Perception also says The Big 12 is a pass-happy, offensive-heavy league, with little (or no) emphasis on the defensive side of the ball.
But, not so fast, Bowlsby said.
“What you may not remember is that the Big 12 was first in scoring defense in the postseason last year, first among all conferences in scoring defense,” he explained. “For a league that is reported to be singularly interested in offense, that probably speaks volumes.”
Top to bottom, the Big 12 matches up well with all conferences, Bowlsby contends.
“I think our league has the best depth,” he explained. “We're the only one playing a full round robin, full nine-game schedule, and we're the only one that guarantees our two best teams are going to play each other in the postseason. So, I feel very good about what we are doing.”
Bringing back a Big 12 Championship Game – to be played December 2 at AT&T Stadium, home of the Dallas Cowboys, will raise the stakes for the league this year.
That should help perception, and Bowlsby hopes, his league's chances at landing a College Football Playoffs semifinal berth.
“I think our perception is somewhat a product of not being in the playoff two out of the three years,” he said. “I mean, that's a really short window.
“As most of you remember, the ACC was, I believe, 2-13 in the BCS era, and now they're on top of the heap,” Bowlsby pointed out. “It gets a little tiresome because I know we play at a very high level, and I know that top to bottom we're the best in the country in terms of balance. And I know that the method by which we conduct our championships and conduct our regular season is the most difficult because you never miss anybody.”
The new big game in Big D will be a shot in the arm financially also.
So did Bowlsby and the Big 12 powers-that-be decide to play their conference championship for the revenue? A shot at the playoffs?
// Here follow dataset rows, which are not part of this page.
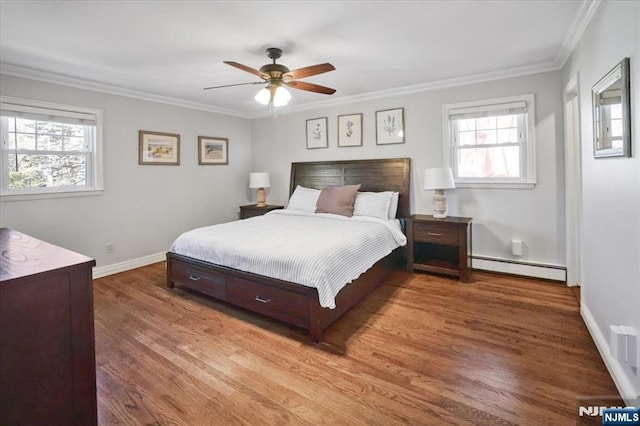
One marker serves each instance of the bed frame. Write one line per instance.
(293, 303)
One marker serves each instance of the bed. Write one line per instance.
(287, 301)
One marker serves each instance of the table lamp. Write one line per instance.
(261, 181)
(439, 179)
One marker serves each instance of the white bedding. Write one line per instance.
(324, 251)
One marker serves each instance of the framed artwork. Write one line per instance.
(317, 133)
(350, 130)
(390, 126)
(156, 148)
(213, 151)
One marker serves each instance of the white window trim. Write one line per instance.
(97, 186)
(529, 180)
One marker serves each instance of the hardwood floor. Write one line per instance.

And will a definite rematch of a regular season matchup hurt the marquee status of such a game?
“For the record, 33 of the championship games have been rematches,” said Bowlsby. “So, the rematch is not aberrational. It happens very regularly. And ours is going to be a rematch. But I can tell you what it was: the decision was made 100 percent on our ability to optimize the likelihood of getting a team into the CFP.
“The finances of it were… I don't ever recall them being discussed,” he added. “I think our board was mindful that there was more revenue available because it was embedded in our contracts. We had anticipated that we might, at some point in time, add a championship game back.
“But the decision was made 100 percent based upon our ability to compete at the national level.”
Filling the gigantic AT&T Stadium on likely short notice, as far as opponents go? No problem, Bowlsby said.
“I think our teams travel very well,” he added. “We, of course, have four members in the state. We wanted to put it on the biggest stage that we could put it on, and I think that's why we wanted to do this event in the Star.”
2017 Big 12 Football Media Preseason Poll
1. Oklahoma (19) – 303
2. Oklahoma State (12) – 294
3. Kansas State (1) – 231
4. Texas – 213
5. TCU – 202
6. West Virginia – 183
7. Baylor – 129
8. Texas Tech – 85
9. Iowa State – 83
10. Kansas – 37
First place votes in parentheses, followed by total votes.